Public finances remain are weak in Sri Lanka. Revenues represent only 12.4% of GDP in 2013. Subsidies and transfers are progressively being cut but still account for approximately 3% of GDP in 2014. As a result, public expenditures are relatively constrained (about 18.2% of GDP in 2013) and the fiscal deficit is large, representing -5.9% of GDP in 2013. It improved in 2014 (-5.2% of GDP) but should slightly deepen again given the upcoming elections: the 2015 budget proposes salary rises and increased spending, and the government also proposed
to raise government’s borrowing limits.
Public debt is high (above 70% of GDP) but on a decreasing trend since 2004 when it peaked at 102% of GDP. From 78.3% of GDP in 2013, it should reach 76.6% in 2014 and 74.6% of GDP in 2015. Over 40% of governmental debt is externally financed. Interest payments (5% of GDP) weight on government finances.

Improving external conditions but more efforts will be needed

Sri Lanka’s external position recently improved. From -6.7% of GDP in 2012, the current account deficit improved to -3.9% in 2013 and should stabilize at -3.3% of GDP in 2014. More restrictive policies on gold imports (duties raised to 10%) limited import growth. The economic recovery in the US and the UK (approximately 60% of Sri Lanka’s exports) helped boost goods exports in the second half of 2013 and into 2014. Services balance improved also thanks to tourism receipts Worker’s remittances (secondary income) account for over 8% of GDP and cushion the large trade deficit. Moreover, FDI are set to improve progressively (from 1.3% GDP in 2013 to 1.7% in 2014)

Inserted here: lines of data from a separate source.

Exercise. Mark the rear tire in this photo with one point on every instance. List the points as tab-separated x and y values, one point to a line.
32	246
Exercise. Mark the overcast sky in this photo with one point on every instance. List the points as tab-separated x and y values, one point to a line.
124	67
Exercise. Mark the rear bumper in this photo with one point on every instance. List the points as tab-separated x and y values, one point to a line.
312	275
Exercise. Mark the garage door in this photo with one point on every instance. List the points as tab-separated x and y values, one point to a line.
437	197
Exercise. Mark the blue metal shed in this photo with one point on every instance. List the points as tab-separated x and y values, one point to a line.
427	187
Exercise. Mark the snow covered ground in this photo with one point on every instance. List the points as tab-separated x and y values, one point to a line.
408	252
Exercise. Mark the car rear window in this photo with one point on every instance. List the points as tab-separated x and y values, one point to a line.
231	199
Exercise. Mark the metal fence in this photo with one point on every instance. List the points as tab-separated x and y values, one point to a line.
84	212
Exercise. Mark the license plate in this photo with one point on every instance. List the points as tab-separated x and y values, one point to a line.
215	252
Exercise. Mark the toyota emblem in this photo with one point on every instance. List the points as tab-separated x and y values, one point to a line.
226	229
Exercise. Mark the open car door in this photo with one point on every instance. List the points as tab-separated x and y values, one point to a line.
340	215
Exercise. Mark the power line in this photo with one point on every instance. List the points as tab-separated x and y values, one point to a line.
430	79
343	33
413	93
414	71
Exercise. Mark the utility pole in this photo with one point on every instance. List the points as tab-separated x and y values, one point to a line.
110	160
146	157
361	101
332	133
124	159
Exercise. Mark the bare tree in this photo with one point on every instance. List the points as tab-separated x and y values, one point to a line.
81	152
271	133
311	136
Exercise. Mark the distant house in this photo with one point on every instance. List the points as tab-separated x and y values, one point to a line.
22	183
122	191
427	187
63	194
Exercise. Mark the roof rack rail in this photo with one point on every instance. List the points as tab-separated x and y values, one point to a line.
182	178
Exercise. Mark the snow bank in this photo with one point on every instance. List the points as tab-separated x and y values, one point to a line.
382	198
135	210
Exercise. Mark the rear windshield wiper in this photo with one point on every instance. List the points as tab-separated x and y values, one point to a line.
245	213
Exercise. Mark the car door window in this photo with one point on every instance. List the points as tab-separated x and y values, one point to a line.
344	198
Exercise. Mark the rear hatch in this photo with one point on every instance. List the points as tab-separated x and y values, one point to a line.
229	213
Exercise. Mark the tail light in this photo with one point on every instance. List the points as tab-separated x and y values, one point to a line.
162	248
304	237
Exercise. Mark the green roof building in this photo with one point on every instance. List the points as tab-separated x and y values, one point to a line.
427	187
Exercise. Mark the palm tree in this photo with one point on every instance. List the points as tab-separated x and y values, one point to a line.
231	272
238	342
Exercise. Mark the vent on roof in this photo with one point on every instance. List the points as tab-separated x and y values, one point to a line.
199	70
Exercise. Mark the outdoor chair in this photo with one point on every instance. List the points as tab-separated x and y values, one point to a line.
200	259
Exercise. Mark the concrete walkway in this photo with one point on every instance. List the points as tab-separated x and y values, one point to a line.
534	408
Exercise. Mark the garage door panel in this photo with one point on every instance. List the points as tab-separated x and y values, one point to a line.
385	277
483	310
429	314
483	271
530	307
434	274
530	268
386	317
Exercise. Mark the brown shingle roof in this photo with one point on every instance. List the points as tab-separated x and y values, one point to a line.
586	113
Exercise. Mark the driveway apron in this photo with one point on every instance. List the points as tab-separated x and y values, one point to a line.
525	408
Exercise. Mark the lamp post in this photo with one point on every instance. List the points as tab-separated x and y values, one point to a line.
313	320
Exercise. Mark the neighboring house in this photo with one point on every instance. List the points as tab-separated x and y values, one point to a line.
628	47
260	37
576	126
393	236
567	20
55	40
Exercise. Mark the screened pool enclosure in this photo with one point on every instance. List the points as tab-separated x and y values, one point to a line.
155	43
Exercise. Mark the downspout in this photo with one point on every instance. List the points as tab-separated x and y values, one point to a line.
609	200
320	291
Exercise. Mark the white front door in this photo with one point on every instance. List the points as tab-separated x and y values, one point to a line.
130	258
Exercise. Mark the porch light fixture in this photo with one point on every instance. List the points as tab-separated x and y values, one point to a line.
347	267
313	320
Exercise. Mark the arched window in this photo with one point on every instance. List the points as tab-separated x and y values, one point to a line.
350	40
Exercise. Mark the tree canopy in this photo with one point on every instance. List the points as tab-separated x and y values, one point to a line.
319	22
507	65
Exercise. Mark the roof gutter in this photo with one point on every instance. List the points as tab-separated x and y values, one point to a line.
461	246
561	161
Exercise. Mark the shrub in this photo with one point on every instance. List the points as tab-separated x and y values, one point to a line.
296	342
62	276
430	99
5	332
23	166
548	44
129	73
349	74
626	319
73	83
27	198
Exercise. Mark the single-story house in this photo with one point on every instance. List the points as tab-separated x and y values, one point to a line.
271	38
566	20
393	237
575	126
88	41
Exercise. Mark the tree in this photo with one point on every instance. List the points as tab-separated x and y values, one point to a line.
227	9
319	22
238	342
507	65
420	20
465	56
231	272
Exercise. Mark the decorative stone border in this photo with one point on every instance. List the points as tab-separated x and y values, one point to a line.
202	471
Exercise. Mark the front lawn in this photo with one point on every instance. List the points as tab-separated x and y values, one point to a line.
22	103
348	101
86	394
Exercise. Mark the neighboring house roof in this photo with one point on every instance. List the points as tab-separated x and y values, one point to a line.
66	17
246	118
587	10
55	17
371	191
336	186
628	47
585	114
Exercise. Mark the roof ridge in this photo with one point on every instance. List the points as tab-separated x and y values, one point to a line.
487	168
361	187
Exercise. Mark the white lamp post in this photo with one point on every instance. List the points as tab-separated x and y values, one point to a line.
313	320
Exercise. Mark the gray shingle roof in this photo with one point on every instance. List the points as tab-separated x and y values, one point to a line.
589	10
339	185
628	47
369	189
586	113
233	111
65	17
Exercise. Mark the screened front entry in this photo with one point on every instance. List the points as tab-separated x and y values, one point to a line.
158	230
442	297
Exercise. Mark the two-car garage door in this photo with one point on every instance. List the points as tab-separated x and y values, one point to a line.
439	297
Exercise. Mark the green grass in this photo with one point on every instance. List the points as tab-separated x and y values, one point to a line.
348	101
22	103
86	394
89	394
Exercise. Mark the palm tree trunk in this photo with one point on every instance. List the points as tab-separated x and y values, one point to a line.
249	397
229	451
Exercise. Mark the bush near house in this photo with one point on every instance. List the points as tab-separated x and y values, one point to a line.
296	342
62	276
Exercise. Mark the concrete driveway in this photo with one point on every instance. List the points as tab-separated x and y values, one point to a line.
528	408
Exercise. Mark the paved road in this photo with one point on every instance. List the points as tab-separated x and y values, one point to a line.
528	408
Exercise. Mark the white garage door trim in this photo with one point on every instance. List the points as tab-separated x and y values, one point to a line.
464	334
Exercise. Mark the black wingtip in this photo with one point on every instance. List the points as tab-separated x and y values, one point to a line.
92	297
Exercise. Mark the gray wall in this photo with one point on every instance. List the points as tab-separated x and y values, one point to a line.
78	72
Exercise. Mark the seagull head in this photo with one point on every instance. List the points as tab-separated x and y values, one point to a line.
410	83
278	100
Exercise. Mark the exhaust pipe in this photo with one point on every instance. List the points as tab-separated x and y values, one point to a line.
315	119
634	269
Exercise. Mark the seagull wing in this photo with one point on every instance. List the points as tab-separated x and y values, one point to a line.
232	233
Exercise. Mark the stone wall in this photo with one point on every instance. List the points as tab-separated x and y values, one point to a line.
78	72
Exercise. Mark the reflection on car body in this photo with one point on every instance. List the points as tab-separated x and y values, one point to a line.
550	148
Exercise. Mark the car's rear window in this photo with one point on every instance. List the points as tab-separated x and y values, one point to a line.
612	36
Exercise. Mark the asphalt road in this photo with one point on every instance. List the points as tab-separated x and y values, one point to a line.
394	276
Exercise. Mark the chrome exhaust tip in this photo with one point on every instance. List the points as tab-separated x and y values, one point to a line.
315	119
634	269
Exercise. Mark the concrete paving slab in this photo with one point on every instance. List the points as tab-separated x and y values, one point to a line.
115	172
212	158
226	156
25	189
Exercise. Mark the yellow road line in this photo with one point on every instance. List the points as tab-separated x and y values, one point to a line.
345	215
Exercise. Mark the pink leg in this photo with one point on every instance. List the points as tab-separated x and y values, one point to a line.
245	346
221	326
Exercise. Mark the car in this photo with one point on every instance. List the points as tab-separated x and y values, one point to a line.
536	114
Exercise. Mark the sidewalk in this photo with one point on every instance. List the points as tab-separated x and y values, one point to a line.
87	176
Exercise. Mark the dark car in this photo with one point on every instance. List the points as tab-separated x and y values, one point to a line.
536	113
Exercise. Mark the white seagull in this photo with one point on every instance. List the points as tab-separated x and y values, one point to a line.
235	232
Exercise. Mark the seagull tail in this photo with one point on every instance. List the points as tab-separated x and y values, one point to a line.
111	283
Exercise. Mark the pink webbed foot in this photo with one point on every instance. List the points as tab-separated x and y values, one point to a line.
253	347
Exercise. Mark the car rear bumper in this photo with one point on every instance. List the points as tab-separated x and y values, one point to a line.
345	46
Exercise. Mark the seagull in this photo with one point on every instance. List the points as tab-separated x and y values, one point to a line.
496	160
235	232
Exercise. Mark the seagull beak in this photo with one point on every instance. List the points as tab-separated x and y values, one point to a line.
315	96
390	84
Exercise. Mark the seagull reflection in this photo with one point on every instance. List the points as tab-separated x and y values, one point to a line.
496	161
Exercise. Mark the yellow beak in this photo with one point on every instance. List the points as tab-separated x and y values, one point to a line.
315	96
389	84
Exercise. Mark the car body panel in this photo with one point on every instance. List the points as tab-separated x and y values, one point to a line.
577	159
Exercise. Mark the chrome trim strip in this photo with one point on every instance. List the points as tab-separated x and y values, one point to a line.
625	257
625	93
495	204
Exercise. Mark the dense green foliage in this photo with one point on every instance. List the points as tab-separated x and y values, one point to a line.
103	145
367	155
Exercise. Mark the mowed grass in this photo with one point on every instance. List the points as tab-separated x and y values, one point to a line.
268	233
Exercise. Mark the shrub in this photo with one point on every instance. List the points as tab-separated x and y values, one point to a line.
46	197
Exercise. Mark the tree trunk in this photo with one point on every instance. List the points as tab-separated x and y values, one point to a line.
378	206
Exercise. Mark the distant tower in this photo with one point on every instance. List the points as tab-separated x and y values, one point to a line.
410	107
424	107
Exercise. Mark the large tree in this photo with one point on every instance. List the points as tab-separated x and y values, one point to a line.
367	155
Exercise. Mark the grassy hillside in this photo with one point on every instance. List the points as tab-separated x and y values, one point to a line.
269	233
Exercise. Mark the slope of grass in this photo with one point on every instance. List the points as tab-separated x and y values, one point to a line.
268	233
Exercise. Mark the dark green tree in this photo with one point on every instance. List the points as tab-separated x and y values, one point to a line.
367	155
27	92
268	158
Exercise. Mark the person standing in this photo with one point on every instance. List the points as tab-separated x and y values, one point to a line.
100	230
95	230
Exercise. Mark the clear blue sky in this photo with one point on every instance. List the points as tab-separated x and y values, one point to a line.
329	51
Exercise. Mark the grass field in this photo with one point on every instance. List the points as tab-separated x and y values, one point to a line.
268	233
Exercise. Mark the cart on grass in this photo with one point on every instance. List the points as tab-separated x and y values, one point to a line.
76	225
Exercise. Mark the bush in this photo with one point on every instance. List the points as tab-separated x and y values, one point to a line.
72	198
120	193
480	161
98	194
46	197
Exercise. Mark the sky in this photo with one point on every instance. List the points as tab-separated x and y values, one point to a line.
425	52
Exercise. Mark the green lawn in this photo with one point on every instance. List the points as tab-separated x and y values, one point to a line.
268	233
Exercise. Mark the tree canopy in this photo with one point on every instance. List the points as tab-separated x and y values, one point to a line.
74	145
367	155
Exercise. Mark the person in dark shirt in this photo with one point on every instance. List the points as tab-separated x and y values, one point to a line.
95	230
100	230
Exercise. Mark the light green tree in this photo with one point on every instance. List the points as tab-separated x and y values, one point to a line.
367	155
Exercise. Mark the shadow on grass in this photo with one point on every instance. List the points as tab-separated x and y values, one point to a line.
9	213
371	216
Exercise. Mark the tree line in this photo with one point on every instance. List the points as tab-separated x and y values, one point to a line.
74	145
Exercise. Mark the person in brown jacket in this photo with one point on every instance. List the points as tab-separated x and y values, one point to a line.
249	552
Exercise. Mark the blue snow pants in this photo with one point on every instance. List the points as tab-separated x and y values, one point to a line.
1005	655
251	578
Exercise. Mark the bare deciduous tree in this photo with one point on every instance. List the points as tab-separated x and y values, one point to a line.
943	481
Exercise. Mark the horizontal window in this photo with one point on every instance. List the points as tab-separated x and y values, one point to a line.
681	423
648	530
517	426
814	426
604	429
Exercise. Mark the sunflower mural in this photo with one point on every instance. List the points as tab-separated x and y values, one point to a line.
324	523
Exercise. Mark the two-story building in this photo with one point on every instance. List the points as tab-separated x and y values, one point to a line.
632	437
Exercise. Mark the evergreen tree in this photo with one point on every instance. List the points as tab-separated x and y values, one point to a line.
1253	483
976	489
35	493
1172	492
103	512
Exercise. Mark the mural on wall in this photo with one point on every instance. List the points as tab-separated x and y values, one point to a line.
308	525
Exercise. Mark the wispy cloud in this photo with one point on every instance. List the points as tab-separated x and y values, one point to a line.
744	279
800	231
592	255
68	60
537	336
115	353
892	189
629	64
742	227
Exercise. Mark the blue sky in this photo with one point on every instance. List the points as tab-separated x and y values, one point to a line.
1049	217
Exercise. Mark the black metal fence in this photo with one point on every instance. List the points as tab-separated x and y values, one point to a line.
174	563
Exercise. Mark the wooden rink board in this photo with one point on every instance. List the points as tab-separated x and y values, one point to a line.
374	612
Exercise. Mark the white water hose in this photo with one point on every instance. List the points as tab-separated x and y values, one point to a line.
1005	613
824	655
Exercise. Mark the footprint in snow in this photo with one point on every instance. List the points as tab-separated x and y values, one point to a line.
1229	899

However more efforts will be needed to build strong external resilience. First, external debt is high, standing at 40% of GDP in 2013. It should slowly slow down, averaging 37.3% of GDP in 2014 and 34.9% in 2015.  Second, currency risk remains a concern. From December 2012 to December 2013, the exchange rate depreciated by 14.4%. It has stabilized at approximately 130 Sri Lankan rupee per USD. Reserves ratios continue to show weaknesses. In July 2014, foreign reserves averaged USD8 bn, covering approximately 4 months of imports. However, reserves are quite fragile and have partly increased thanks to new borrowings. The government issued four different bonds in 2007, 2009 and 2014 (two international sovereign bonds totaling USD1.5 bn).